All participants provided comprehensive data on all study variables, including demographic, anthropometric, clinical, biochemical, and spirometry parameters, which were analyzed to delineate the overarching landscape of pulmonary function (Supplementary Table S1). Consequently, no imputation methods were employed, and the analytic sample sizes represented the total number of participants, except when the sensitivity analysis or model-specific influence diagnostics necessitated the exclusion of influential observations (refer to Section 2.5.4 for further details).

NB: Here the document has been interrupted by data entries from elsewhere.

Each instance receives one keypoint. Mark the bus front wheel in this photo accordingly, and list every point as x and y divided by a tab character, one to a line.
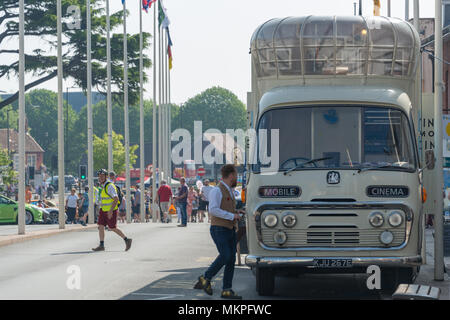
265	281
391	278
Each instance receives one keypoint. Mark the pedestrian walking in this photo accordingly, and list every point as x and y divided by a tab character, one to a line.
137	204
194	217
224	219
192	195
71	206
83	209
182	202
50	191
204	203
123	209
164	199
28	194
109	204
147	206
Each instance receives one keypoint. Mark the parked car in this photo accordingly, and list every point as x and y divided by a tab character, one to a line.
69	182
9	209
51	212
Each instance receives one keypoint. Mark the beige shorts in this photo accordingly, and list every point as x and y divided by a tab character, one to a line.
165	206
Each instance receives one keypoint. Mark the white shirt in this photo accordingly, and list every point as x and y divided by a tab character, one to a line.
72	201
111	191
215	198
206	190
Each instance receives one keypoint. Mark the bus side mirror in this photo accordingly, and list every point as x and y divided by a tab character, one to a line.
430	159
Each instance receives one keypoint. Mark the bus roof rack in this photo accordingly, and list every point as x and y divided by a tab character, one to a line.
335	46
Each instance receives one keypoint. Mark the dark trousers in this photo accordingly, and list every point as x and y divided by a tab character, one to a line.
182	207
225	240
71	213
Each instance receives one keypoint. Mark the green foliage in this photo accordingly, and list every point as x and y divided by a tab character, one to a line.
101	153
6	172
42	114
40	16
217	108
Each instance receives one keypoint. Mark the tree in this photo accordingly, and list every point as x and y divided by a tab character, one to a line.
7	174
40	18
101	153
217	108
42	114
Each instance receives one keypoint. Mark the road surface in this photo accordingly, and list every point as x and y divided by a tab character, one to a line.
163	263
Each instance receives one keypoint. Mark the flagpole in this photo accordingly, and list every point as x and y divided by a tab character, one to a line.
141	112
91	218
166	113
170	132
154	158
125	107
160	163
61	205
164	110
108	99
21	213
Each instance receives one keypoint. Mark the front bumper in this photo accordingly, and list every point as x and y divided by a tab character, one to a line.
274	262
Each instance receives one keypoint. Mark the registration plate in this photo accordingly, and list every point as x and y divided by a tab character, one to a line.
333	263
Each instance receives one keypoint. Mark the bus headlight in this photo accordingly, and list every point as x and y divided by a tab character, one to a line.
395	219
280	237
376	219
271	220
386	237
289	220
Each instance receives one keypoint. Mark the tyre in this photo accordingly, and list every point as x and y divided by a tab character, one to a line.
265	281
391	278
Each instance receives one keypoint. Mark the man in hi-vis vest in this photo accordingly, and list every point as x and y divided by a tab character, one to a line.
224	218
109	203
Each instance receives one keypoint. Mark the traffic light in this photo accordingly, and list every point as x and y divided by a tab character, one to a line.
83	172
31	173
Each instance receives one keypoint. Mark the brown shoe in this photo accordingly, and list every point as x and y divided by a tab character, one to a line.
205	284
230	295
128	244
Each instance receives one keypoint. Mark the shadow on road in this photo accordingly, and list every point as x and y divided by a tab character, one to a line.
178	285
74	252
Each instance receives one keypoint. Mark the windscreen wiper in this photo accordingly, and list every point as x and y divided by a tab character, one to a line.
382	167
307	162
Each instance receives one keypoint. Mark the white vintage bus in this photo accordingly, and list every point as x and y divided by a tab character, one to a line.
347	192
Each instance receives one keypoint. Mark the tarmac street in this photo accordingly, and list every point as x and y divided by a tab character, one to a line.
163	264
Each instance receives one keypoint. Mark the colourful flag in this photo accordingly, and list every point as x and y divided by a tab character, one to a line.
169	53
376	7
147	4
169	48
163	18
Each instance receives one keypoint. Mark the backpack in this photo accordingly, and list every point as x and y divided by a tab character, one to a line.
119	193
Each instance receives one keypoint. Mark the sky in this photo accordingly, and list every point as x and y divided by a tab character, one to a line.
211	38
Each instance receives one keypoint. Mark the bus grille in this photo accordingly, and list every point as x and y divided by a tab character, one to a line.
334	238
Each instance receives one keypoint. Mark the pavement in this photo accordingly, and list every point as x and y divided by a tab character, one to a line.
9	233
163	264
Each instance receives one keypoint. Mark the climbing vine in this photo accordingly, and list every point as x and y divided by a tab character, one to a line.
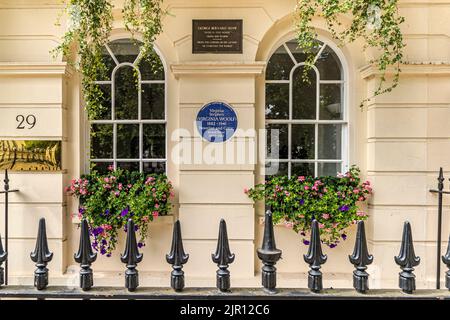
88	28
376	21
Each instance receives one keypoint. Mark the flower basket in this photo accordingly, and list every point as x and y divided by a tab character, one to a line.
108	200
333	201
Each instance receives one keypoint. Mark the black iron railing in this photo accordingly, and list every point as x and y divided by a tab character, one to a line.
268	253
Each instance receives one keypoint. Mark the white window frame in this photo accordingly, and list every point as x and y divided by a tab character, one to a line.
344	101
114	160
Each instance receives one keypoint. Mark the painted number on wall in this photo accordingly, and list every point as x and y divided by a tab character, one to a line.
26	122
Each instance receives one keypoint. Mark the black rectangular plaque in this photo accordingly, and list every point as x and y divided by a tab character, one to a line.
217	36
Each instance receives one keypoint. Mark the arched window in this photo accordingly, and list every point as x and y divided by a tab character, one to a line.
131	133
305	121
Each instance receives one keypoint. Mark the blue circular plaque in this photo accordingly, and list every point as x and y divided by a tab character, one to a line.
216	121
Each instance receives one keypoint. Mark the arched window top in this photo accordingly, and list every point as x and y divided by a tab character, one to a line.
289	56
122	52
130	132
305	120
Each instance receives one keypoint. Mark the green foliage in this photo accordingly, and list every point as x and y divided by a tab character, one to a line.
377	22
144	16
108	200
89	27
332	201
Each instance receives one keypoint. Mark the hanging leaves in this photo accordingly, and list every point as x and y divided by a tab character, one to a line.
88	29
376	21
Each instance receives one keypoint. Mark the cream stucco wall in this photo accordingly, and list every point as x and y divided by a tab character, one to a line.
399	140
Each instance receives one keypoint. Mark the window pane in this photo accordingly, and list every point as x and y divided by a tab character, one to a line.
279	65
154	167
154	141
151	70
128	141
101	141
110	65
277	101
304	95
152	101
302	169
105	114
125	50
276	169
298	53
330	136
329	169
101	167
126	94
330	102
329	65
130	166
303	141
277	141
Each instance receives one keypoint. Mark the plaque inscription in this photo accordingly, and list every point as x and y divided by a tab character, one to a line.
216	36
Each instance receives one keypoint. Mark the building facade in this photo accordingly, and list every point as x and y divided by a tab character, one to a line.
399	140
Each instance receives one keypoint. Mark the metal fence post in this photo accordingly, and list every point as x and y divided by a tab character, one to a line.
360	259
41	256
3	258
269	255
85	256
446	260
223	257
177	257
315	258
407	260
131	257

2.5.1. Hierarchical Multiple Linear Regression

Three simultaneous two-block hierarchical multiple linear regression models were constructed to ascertain the independent predictors of FEV1% predicted, FVC% predicted, and FEV1/FVC% predicted. The predictors entered into the combined-sample models were not selected by data-driven screening but were pre-specified based on an explicit theoretical framework. A directed acyclic graph (Figure 1) was constructed a priori to represent the assumed causal structure linking sex, chronological age, pubertal stage, BMI z-score, serum HDL-c, and asthma symptom control. The assumed causal paths were grounded in the prior literature: the effect of pubertal stage on lung function is supported by studies of pubertal lung and thoracic growth [12,13,18,24]; the influence of pubertal maturation on metabolic and lipid status by evidence of lipid changes across puberty [63]; the effect of adiposity on lung function by studies of obesity and airway dysanapsis [15,33,64]; the association of adiposity with metabolic markers and with asthma in children [3,4,39]; the role of sex hormones and sex-related mechanisms in asthma and lung function [11,22,23]; and the association of pubertal stage with asthma symptom control by evidence of the pubertal shift in asthma expression and the effect of pubertal timing in asthma risk [9,24]. In this framework, biological sex and chronological age are considered upstream common causes and are therefore adjusted as covariates rather than being treated as primary exposures. In contrast, this study aimed to estimate the independent associations of pubertal stage, BMI z-score, HDL-c, and the ACQ-6 score with pulmonary function. A directed acyclic graph was used to intentionally limit the combined model to this parsimonious set of predictors, ensuring an adequate observations-per-parameter ratio (Section 2.5.4) and avoiding over-adjustments. The graph encodes a priori assumptions solely for guiding model specification and covariate selection; it does not represent, nor should it be interpreted as, evidence of causal relationships, which the cross-sectional design of the current study cannot establish.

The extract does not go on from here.